Biblisches

Protest statt Zuckerguss

Die Evangelische Zeitung im Norden singt in der Ausgabe vom 15. Augst 2013 ein Loblied auf die Kritik. Konflikte allerdings seien in den Kirchen oft verboten. Sie werden allenfalls personalisiert, also einem Schuldigen zugeordnet, der sich ändern müsse, sodass die Disharmonnie verschwinde. So benennt Mediator und Pastor Ralf Brinkmann im Gespräch mit Sven Kriszio eine typisch kirchliche Abwehr von Konflikten. Dass sie zum Menschen dazugehört, er damit etwas signalisieren wolle und man sie deshalb als hilfreich verstehen könne, von dieser Ansicht sei man weit entfernt. Deshalb will Klaus-Peter Jörns das “Amen” abschaffen. Denn es verhindere am Ende der Predigt, auch mal “Nein” zu sagen. Und Georg Magirius wehrt sich in seinem Beitrag “Protest statt Zuckerguss” gegen das Übergießen des offenbar Skandalösen mit dem Deckmantel einer allumfassenden Liebe.

Georg Magirius’ Beitrag “Protest statt Zuckerguss”

Gäbe es keine Kritik und emotionalen Explosionen in der Bibel, wäre sie vermutlich vergessen. Beim Lesen würde man sich in ihrer Gesellschaft einsam fühlen, wenn man verzweifelt ist, dass Menschen zur Zielscheibe der Zerstörung werden. Nein, damit will sich die Bibel nicht arrangieren. So steht am Anfang, dass die Welt geordnet sei und gut. Ein Leben in Chaos und ohne jeden Zusammenhang würde vermutlich niemand verkraften. Deshalb wirkt die Überzeugung heute und auch in den alten Schriften ganz natürlich: Wer Gutes tut, tut sich auch selber gut. Das findet sich variantenreich in der biblischen Weisheitsliteratur. Und ohne diese Überzeugung gäbe es auch nicht die Sozialkritik der Propheten, die auch eine Glaubenskritik ist: Wer Menschen schinde, handle gegen Gottes Willen, heißt es da.

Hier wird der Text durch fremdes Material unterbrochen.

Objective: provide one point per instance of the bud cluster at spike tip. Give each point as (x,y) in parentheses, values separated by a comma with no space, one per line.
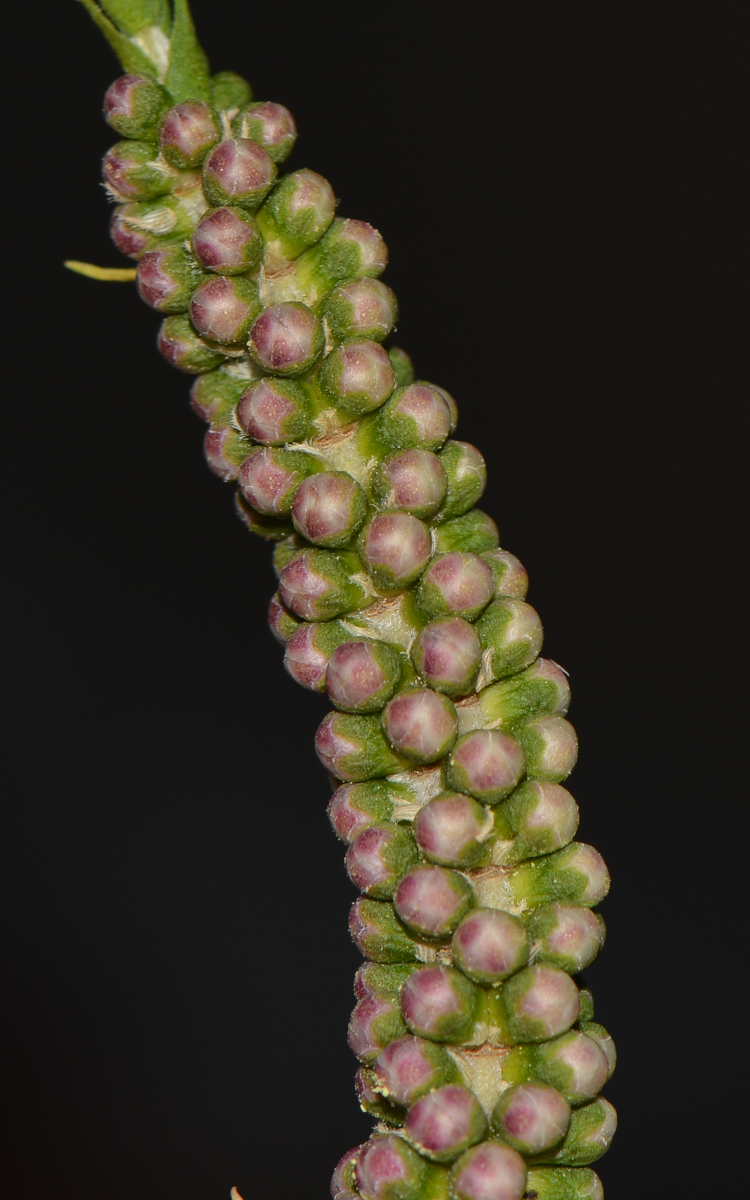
(448,732)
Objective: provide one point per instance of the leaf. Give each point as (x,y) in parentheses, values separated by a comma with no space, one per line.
(189,75)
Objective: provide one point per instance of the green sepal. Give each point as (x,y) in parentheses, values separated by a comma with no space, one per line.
(189,73)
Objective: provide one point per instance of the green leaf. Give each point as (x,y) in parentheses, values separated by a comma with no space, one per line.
(131,58)
(189,73)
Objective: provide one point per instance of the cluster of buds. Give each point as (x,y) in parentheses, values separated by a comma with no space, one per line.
(448,732)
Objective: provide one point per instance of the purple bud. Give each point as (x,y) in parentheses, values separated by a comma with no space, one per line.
(489,1171)
(363,676)
(395,547)
(361,309)
(439,1003)
(270,478)
(456,583)
(270,125)
(287,339)
(329,508)
(411,1068)
(223,309)
(180,345)
(490,945)
(451,829)
(486,765)
(227,241)
(445,1122)
(413,481)
(420,725)
(358,377)
(448,654)
(532,1117)
(378,858)
(432,900)
(238,172)
(187,132)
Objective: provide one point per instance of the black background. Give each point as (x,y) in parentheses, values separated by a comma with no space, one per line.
(559,189)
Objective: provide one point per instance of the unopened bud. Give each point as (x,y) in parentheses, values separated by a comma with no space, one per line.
(489,946)
(357,377)
(181,346)
(486,765)
(238,172)
(329,508)
(395,547)
(451,831)
(287,339)
(431,900)
(133,106)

Dieser akademisch-theologisch oft so genannte Tun-Ergehen-Zusammenhang wird aber auch angezweifelt, beim Prediger Salomo etwa, bei Hiob oder in den Psalmen: Warum werden die krank, die sich recht verhalten? Wieso leidet der Gerechte, der Böse aber wird gesegnet? Jakob war nicht abgrundtief böse, aber ein Betrüger. Gottes Segen freilich liegt auf ihm, nicht auf Bruder Esau, der auf brave Weise gewöhnlich lebte. Die Bibel verschweigt solche Ungereimtheiten nicht. Womöglich ist sogar ihre größte Stärke, dass ihr unmittelbarster Glaubensausdruck der des Protestes ist, der Aufschrei gegen die Ungerechtigkeit? Und das ist etwas völlig anderes als das, was heute mitunter als Glaube verstanden wird, nämlich das Übergießen des Skandalösen mit dem Zuckerguss einer angeblich allumfassenden Liebe, der jene knebelt, die kaum noch Luft bekommen.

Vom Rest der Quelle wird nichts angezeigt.